Validate

The /metric-validate skill is the deep-audit counterpart to metrics-discovery. Where discovery asks "should this metric exist?", validate asks "does this metric's current number deserve to be trusted, and is the metric measuring something the team can act on?"

Use it whenever:

a number on the cockpit feels suspiciously good or bad,
you're about to verify a metric and need an independent cross-check,
an alert fired and you need to confirm whether the red is real before paging an owner,
the underlying source contract changed (new dlt schema, renamed column) and the metric needs a fresh smell test.

The skill operates on one metric_id at a time and writes a dated audit file under docs/metric-audits/<date>-<metric_id>.md.

What the skill checks

Five layers, in order:

1. Methodology

Read the metric's methodology, how_to_read, sources, period, and value_sql out of the registry. Does the SQL actually express what the methodology comment claims? Does the methodology match the JTBD that landed it? Discrepancies between "what the comment says" and "what the SQL does" are the most common source of distrusted numbers.

2. Live source freshness

Check <schema>._dlt_loads.inserted_at for the source schema. A fresh computed_at on the cockpit can paper over a stale source_as_of — the staleness signal exists for a reason, and validate cross-checks it directly against the dlt loads table rather than trusting the cached source_as_of on the history row.

3. Independent cross-check rebuild

Re-derive the same number in a different way — typically:

a hand count against the team's source-of-truth tables (webbank core.client_profile, client_profile_state_log, etc.),
a query that reaches the same answer through a different join path,
a Jasper-rendered report covering the same concept.

If the rebuild disagrees with metric_history, the audit file documents the gap and points at the SQL line responsible. If the rebuild agrees, the audit file documents the match and the methodology earns the right to claim "verified by cross-check".

4. Business semantics of red

The most important layer, and the one that distinguishes validate from "the SQL runs":

What does red on this metric actually mean in business terms? ("4 minutes of payment processing time" — meaningful? "22% approval rate" — wrong-low or right-low?)
Is the direction right?
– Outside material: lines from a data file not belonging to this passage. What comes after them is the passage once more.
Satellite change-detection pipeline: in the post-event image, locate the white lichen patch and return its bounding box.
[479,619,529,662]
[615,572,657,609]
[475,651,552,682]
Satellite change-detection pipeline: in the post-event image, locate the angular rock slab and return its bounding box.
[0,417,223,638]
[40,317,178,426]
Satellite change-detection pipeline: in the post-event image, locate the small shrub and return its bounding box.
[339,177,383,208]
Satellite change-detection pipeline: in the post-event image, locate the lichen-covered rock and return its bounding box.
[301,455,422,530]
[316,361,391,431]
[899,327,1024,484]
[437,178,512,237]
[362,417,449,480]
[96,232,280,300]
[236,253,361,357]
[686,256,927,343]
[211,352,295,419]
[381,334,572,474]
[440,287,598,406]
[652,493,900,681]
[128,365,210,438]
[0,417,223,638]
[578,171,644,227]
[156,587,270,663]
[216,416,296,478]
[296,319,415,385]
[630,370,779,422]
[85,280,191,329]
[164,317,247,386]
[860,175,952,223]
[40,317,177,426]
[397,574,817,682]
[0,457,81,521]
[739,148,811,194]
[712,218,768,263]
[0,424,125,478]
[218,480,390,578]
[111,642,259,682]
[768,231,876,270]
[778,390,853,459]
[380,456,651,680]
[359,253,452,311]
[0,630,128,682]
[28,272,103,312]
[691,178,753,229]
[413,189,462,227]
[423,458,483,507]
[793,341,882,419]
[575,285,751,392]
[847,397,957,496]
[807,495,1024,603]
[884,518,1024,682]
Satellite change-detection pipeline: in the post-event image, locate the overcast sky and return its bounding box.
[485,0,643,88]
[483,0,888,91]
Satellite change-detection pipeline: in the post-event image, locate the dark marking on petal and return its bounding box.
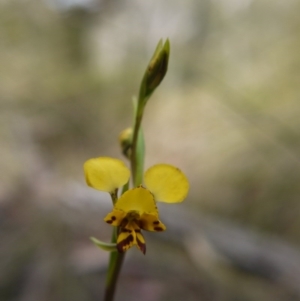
[117,234,133,253]
[136,238,146,255]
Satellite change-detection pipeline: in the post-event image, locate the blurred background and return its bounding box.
[0,0,300,301]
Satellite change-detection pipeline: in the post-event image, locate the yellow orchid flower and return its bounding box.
[84,157,189,254]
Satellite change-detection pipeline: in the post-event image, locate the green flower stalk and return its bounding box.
[131,39,170,186]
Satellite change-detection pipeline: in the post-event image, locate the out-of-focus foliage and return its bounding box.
[0,0,300,301]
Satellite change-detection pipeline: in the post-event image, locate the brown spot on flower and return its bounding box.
[136,238,146,254]
[117,234,133,253]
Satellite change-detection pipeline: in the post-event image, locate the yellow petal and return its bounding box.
[84,157,130,192]
[144,164,189,203]
[104,209,126,226]
[139,213,166,232]
[115,186,158,216]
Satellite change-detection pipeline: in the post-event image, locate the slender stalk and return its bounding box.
[130,112,143,187]
[104,192,124,301]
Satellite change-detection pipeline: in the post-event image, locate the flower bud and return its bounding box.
[119,128,132,159]
[139,40,170,105]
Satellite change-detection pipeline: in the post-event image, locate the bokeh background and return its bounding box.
[0,0,300,301]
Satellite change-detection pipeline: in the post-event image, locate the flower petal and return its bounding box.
[115,186,158,216]
[139,213,166,232]
[84,157,130,192]
[144,164,189,203]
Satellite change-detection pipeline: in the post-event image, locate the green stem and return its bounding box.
[104,228,125,301]
[130,111,143,187]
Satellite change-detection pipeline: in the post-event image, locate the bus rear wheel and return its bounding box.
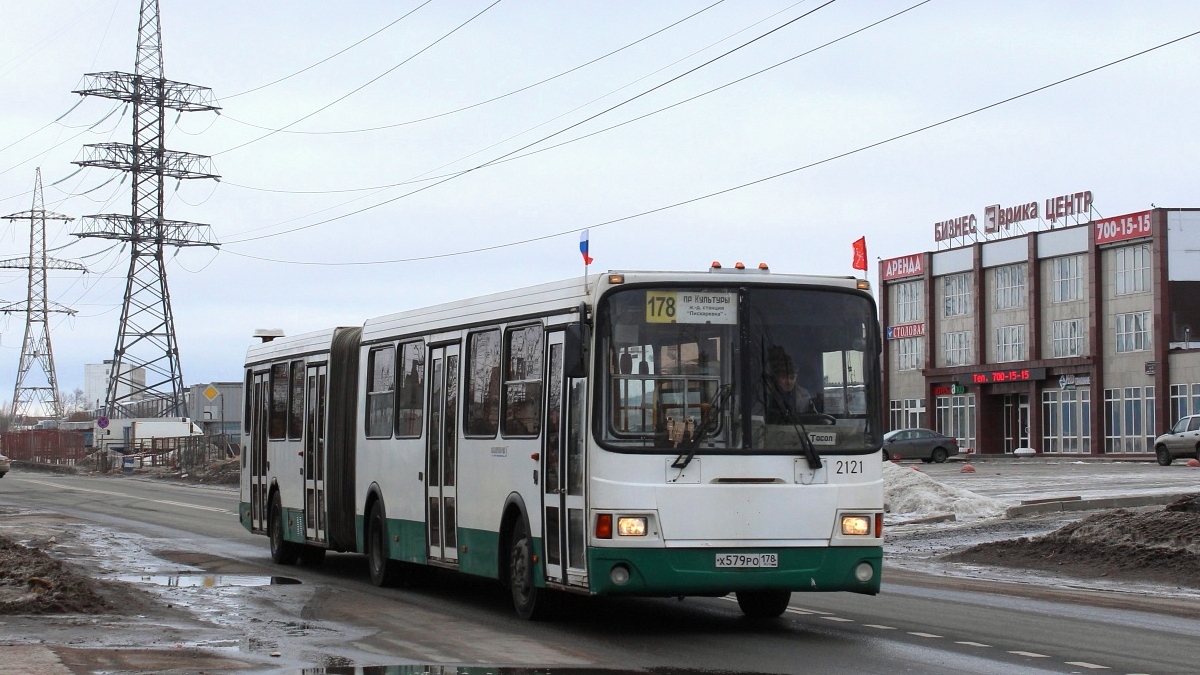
[509,518,551,621]
[266,492,300,565]
[737,591,792,619]
[366,502,400,586]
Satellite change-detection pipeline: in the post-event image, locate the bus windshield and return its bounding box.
[596,287,881,454]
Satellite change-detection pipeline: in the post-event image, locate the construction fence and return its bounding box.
[0,429,240,472]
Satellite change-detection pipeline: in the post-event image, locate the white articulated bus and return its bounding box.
[239,263,883,619]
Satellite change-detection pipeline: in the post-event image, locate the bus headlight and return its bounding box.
[617,518,646,537]
[854,562,875,584]
[841,515,871,537]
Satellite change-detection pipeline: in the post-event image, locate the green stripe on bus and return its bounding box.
[238,502,253,532]
[588,546,883,596]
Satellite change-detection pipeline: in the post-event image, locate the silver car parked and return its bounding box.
[1154,414,1200,466]
[883,429,959,464]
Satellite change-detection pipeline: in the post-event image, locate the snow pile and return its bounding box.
[883,461,1008,520]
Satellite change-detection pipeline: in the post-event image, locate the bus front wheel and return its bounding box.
[509,518,551,621]
[737,591,792,619]
[266,492,300,565]
[366,502,400,586]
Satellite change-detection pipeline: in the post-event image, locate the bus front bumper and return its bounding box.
[588,546,883,596]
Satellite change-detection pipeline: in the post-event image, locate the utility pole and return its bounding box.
[73,0,220,417]
[0,167,88,420]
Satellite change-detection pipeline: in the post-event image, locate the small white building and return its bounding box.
[83,359,146,410]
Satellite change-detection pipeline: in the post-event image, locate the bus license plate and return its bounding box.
[716,554,779,567]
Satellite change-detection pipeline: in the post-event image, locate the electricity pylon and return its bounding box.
[0,168,88,419]
[73,0,220,417]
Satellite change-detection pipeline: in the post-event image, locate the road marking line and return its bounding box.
[18,478,235,515]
An amber on a "passing rate" metric should mean "fewer pass than we want", not "more". Sign mistakes in norm_value / alert_value look like correct numbers until somebody asks why nothing ever fires.
Does the period match the action horizon? A 30d window on a metric whose owner can only act on a 24h signal is a misdesign.

5. Action surface

If the metric went red right now, what would the owner do? If the answer is "open a ticket", the metric is closer to a vanity counter than to a cockpit tile. The audit file calls this out — not as a reason to delete the metric, but as a reason to revisit the JTBD or re-route the routing.

Outputs

The skill writes one file:

docs/metric-audits/<YYYY-MM-DD>-<metric_id>.md

Format:

Verdict. Pass / pass-with-caveat / fail.
What the metric claims to measure.
What it actually measures (after reading the SQL).
Live freshness. source_as_of, computed_at, dlt-loads cross-check.
Cross-check rebuild. SQL or hand-count, plus the number.
Red zone semantics. What red means in EUR / hours / clients.
Action. What the owner does on red.
Recommendation. Verify / fix SQL / fix thresholds / retire.

The file is committed to the repo as a permanent record. Even if the metric is later retired, its audit trail stays.

When validate is the right hammer

Validate is for one metric at a time, deeply. It is not the right tool for:

Daily triage of the cockpit — that's heartbeat-today.
Deciding whether to add a new metric — that's metrics-discovery.
Routine threshold tuning — that's the inline editor on the cockpit.
Bulk audit of every metric — open a candidates file and run validate on each one in sequence; there is no batch mode.